South African president Cyril Ramaphosa described a number of measures aimed at curbing the spread of the COVID-19 virus including travel bans, especially on public transport including buses and taxis.
“We have been working on an action plan for several weeks now and we’ll be ready to say something about it shortly,” said James Wellsted, spokesman for Sibanye-Stillwater.
The concern is that an outbreak of COVID-19 could result in potential mine closures or sections of mines. “There could be consequences from infections but we can’t go into that now. We will come out with a full plan,” said Wellsted.
“Our healthcare and HR teams are on top of any possible outbreak and we have increased our communication and preventative efforts throughout the organisation,” said Marian van der Walt, a spokeswoman for Harmony Gold.
The company was cooperating with other mining companies on “regionalisation/synergies” such as quarantine facilities. “Our plans are fluid and are updated in line with the development and the changes in the status of the pandemic in South Africa,” she said.
Sven Lunsche, spokesman for Gold Fields, said the company would issue mine specific information as part of a Minerals Council South Africa release later today. “But we have had travel bans in place for the last 10 days. The big question is what happens if we have an infection at the mine,” he said, referring to Gold Fields’ South Deep mine.
Weakness in local gold counters was despite evidence that the gold price was staging a comeback following last week’s mauling.
Gold would “grind its way back” to $1,600 per ounce after falling the most since 1983 last week – a function of investors raising cash to cover losses in other markets amid COVID-19 panic and a lower oil price.
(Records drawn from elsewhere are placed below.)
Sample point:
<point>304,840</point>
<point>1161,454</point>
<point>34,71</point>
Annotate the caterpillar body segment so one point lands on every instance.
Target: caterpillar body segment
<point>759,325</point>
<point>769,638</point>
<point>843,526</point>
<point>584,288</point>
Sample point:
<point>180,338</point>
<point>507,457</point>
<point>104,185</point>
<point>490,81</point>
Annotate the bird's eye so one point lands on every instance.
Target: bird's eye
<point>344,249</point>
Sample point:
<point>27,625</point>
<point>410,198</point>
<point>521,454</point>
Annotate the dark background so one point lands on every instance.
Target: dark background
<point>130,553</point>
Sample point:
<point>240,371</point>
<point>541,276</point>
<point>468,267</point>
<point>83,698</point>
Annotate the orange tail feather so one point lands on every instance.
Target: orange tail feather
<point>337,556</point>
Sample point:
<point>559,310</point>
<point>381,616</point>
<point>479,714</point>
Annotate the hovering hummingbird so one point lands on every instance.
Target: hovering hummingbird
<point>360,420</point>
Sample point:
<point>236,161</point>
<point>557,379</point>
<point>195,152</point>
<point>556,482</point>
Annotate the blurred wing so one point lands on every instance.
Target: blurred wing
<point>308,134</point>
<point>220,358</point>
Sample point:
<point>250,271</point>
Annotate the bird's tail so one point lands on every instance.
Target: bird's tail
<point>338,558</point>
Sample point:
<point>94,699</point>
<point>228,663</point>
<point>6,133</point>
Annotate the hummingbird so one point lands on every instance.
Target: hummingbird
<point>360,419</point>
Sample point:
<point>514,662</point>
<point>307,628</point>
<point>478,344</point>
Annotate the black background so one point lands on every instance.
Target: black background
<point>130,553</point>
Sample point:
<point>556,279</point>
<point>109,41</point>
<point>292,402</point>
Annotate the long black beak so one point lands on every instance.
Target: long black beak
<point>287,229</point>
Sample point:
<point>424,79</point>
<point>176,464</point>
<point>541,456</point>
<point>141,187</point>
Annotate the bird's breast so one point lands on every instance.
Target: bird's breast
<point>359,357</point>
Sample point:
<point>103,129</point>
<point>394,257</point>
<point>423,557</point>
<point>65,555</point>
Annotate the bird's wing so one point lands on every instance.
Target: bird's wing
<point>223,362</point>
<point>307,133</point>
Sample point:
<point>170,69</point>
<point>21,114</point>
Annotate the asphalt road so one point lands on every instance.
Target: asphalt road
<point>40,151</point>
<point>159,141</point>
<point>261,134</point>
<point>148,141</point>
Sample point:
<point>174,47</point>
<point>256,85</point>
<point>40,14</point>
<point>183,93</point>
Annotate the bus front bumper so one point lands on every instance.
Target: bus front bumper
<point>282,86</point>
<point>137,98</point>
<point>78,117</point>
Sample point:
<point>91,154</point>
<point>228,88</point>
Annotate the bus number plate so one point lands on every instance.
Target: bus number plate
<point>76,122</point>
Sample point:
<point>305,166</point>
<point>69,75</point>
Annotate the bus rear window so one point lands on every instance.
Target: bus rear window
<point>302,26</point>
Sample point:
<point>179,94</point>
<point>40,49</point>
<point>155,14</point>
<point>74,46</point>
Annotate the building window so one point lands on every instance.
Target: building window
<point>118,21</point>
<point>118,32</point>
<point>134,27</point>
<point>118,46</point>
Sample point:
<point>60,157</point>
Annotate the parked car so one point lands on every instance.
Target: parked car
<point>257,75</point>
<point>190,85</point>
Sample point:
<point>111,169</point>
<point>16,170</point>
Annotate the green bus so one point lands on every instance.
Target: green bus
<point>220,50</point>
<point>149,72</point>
A stronger dollar also lessened the appeal of gold, but measures by the US Federal Reserve over the weekend to lower interests rates to nearly zero and set about other liquidity-boosting measures is likely to set gold back on its upward trajectory, said Bloomberg News.
“Gold is slowly getting its groove back,” Edward Moya, a senior market analyst at Oanda Corp., said in a note cited by the news agency.
“Prices will ultimately benefit from all this global monetary and fiscal stimulus. Gold should grind its way back above $1,600 an ounce after we see all the other central banks ramp up their efforts this week.”
However, gold weakened again, falling nearly 4.47% to $1,461.09 per ounce. In rand terms, the price was 1.43% weaker at R779,775.19 per kilogram.